Tim dolanan anak tradisional Racana UMK
yang terdiri atas A. Lutfi N. Ahyan, R. Yusroni, Dyah Emilia Ulfa, dan
Fathun Nikmah ini membawakan dolanan ‘’Boy-boynan’’ yang populer di
Kudus dan Jepara. ‘’Dolanan lapangannya diberi waktu 1,5 jam,’’ ujar
Yusroni, Ketua UKM Racana.
Namun sebelum dolanan lapangan,
masing-masing tim dari semua peserta harus mempresentasikannya terlebih
dahulu. ‘’Presentasi mengenai dolanan anak yang diangkat, masing-masing
kelompok lima menit,’’ ujarnya.
Yusroni menambahkan, selain diangkatnya
dolanan ini dalam lomba di jambore yang digelar di Yonif Zeni Tempur,
Ambarawa karena ini dulu banyak dimainkan anak-anak, tetapi anak
sekarang jarang yang tahu. ‘’Menariknya dolanan ini, karena permainannya
seru.
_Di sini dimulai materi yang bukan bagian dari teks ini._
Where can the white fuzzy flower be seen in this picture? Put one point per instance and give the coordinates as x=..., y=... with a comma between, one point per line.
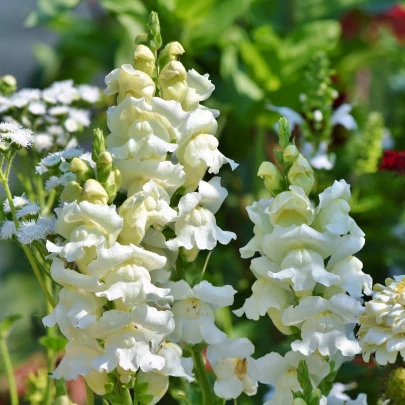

Selain itu, banyak juga filosifi yang terkandung, yakni belajar
kebersamaan dan kekompakan, berlatih strategi, serta harus
bekerjasama,’’ lanjutnya menambahkan.
Yusroni dan tim yang diterjunkan di jambore ini pun mengaku bahagia, karena bisa memetik satu penghargaan dengan keterbatasan waktu yang dimiliki. ‘’Persiapan hanya satu minggu, jadi kami cukup panik karena harus mempersiapkan segalanya, tidak cuma untuk lomba,’’ terangnya.
Dyah Emilia Ulfa, mengemukakan hal senada. ‘’Senang bisa membawa penghargaan, karena UMK bisa dikenal. Apalagi ini kegiatan yang cukup bergengsi, diikuti oleh 35 perguruan tinggi di Jawa Tengah,’’ katanya.